FSA chief executive Tim Smith said in an open letter that “irresponsible interpretation” of the review by some had resulted in “misleading claims” being made about higher levels of some nutrients in organic food”. Smith also reiterated why pesticides were excluded from the review. “Our position on the safety of pesticides is already clear,” he said. “Pesticides are rigorously assessed and their residues are closely monitored.” 
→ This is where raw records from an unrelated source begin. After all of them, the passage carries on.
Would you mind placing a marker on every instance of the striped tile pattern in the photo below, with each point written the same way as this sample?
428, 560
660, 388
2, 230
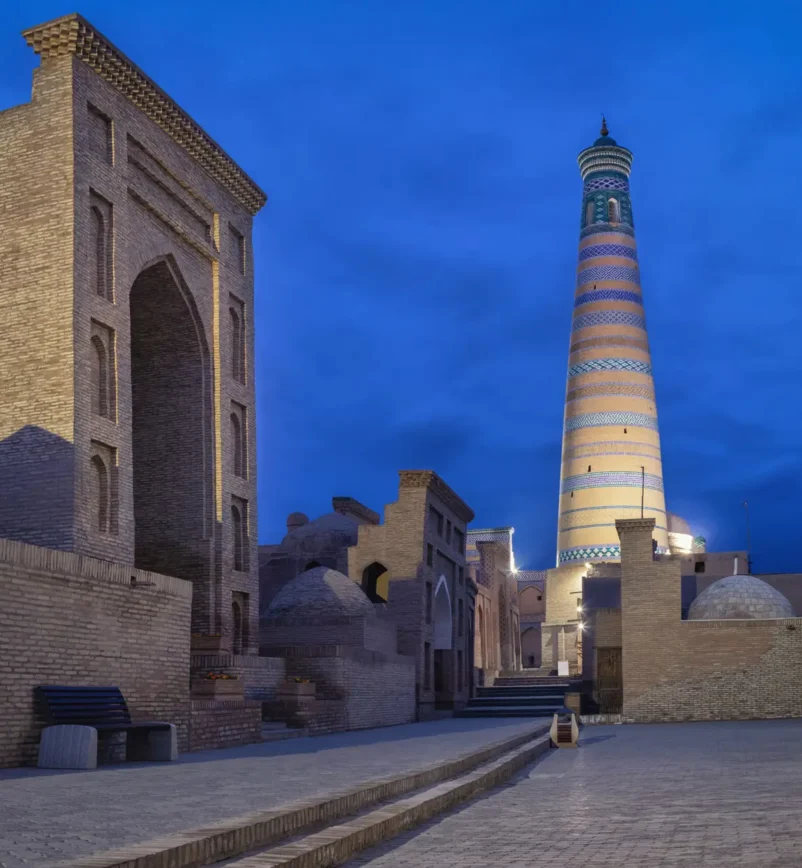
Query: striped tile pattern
609, 317
610, 426
601, 420
597, 273
632, 365
608, 295
594, 250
Some have suggested the story has garnered so much coverage because it is the summer, or ‘silly season’, when there is a dearth of substantial news items. It has also been fanned by one or two interesting sub-plots, most notably some customarily colourful remarks by the CEO of the Whole Foods Market retail chain, John Mackey, on the integrity of some of the products his company sells –hardly the best timing for such candour. Also, the ownership of Duchy Originals, the company set up by organic champion HRH The Prince of Wales, has been a subject of speculation, a further reminder that organic sales have been on the slide.


And before the dust had begun to settle, the Department for Environment, Food and Rural Affairs (DEFRA) published its UK Food Security Assessment and launched a major consultation on the future of the UK food supply.


At the end of a difficult ten days, it was a perfect opportunity for the Soil Association to articulate the sustainability benefits of organic farming and get away from the health question.


Soil Association policy advisor Helen Browning boldly said organic farming could deliver against three key sustainability criteria, namely making food systems less dependent on fossil fuels, more resilient in the face of climate change and able to contribute to the Government’s pledges on greenhouse gas emissions. However, she added that a recent report by Reading University had showed “organic farming could provide us with a far healthier and much more climate-friendly diet”.


Was the allusion to health rather admirable chutzpah, poor judgment or simply force of habit? We don’t know. But whether the organic sector can continue to make casual references to health benefits is definitely open to question. It could be a habit it will have to kick.